Almost a month after the launch of the iPhone 3G, it's clear that the most revolutionary aspect of the platform is the App Store. Combining a prominent means of distribution and a simple, frictionless payment system, App Store is driving application downloads and generating developer excitement like no other platform. At my company, Pinch Media, we monitor the App Store very carefully—both publicly-available information and information gleaned from iPhone applications using our analytics packages. While it's still very early, we've got some insights we'd like to share with you.
Applications are booming
The number of applications on the App Store is increasing rapidly and is limited only by the rate at which Apple releases them. On July 10th, the App Store had 552 applications. Less than a month later, there were almost 1,400. By the time you read this, that number will likely have more than doubled, giving iPhone owners access to an unprecedented amount of additional functionality.
Prices are dropping
When the App Store launched, the most common prices for paid applications were $9.99 or lower. However, newer applications are launching with lower prices and existing applications are cutting their prices to drive up sales volume. Competition in the App Store—and a desire to get on the lucrative "Top 25" list—is rapidly bringing prices down.
Position is everything
With so many applications in the App Store, iPhone owners have a lot of choices.
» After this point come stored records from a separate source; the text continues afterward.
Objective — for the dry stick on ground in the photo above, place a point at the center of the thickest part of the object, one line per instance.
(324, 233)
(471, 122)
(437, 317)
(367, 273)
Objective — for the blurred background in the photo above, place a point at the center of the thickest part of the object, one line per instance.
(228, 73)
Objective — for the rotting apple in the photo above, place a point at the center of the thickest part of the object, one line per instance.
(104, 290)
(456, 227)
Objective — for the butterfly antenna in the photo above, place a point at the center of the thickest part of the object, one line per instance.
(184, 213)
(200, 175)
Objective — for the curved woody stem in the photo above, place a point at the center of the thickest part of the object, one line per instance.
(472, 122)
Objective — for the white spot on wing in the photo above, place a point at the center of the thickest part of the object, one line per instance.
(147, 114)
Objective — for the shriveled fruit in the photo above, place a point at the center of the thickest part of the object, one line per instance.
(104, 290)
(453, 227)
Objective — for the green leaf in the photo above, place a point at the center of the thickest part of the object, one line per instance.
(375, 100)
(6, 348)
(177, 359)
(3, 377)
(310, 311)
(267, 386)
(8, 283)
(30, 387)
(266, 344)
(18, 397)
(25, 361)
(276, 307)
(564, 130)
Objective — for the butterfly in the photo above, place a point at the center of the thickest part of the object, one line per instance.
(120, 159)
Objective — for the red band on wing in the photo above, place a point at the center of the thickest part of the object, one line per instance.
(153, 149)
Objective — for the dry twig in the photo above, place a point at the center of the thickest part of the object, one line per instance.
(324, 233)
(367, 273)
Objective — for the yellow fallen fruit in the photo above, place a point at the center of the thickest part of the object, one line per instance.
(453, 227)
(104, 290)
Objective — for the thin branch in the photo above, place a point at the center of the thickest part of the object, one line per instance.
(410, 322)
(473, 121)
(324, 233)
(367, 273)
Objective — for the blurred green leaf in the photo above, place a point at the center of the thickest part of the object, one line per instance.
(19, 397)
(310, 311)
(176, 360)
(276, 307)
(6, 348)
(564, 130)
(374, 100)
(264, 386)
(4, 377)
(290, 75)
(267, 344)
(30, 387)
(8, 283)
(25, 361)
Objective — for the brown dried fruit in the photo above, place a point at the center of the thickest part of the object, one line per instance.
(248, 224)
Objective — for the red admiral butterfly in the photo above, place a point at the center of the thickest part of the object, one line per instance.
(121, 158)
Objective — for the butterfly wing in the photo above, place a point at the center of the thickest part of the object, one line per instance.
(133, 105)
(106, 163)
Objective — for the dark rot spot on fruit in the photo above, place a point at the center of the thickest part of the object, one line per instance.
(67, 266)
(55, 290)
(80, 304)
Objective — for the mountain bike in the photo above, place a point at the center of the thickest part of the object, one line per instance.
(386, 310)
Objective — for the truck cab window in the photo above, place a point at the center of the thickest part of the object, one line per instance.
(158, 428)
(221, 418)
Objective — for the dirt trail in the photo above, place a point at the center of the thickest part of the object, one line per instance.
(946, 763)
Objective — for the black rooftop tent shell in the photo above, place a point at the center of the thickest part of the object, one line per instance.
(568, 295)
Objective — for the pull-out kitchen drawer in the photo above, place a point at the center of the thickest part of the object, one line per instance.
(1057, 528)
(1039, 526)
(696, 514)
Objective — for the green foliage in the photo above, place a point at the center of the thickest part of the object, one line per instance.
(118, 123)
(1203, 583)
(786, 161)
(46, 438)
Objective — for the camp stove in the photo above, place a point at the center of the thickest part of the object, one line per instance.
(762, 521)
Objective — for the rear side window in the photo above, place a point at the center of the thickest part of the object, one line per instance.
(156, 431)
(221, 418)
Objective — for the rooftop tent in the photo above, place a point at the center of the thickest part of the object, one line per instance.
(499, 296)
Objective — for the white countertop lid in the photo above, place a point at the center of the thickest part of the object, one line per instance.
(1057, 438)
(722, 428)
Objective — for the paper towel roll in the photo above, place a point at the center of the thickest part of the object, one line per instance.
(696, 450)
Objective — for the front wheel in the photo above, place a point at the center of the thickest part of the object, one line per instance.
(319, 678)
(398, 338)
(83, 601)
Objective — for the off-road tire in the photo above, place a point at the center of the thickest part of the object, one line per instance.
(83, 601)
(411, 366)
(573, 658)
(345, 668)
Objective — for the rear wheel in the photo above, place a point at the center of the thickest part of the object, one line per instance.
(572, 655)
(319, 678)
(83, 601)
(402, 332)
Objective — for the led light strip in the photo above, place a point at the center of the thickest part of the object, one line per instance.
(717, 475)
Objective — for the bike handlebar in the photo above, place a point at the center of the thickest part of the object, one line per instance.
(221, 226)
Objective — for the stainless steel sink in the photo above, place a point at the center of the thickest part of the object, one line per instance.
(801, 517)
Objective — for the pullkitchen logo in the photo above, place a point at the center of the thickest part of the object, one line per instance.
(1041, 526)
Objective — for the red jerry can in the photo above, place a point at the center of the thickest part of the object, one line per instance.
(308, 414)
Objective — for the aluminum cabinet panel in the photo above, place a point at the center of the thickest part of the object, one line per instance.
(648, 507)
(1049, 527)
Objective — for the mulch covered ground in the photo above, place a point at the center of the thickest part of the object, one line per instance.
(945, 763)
Because of this, a spot on Apple's "Top 25" list is essential for driving traffic. Free applications on this top 25 list have hundreds of thousands of users, with Tap Tap Revenge and Facebook both breaking through the million user mark in under a month.
Paid applications predominate, but free is driving volume
Being able to tap into iTunes' payment mechanism is an extremely attractive proposition for developers. Currently, three-quarters of iPhone applications cost money, and the best sellers earn thousands of dollars a day. However, free applications are downloaded many more times than paid applications—in some categories, like Games, free apps are downloaded 20-30 times more often than paid versions.
Right now, the vast majority of developers are submitting their applications to Apple and seeing what happens. However, as the number of applications in the App Store steadily increases over the next few months, the iPhone application ecosystem will undoubtedly evolve. How will developers promote their applications in an increasingly crowded field? Will alternate revenue models like in-application advertising catch on? What enhancements will Apple make to the software developer kit? How will the management of the developer program change with time? We'll be addressing these questions n future months.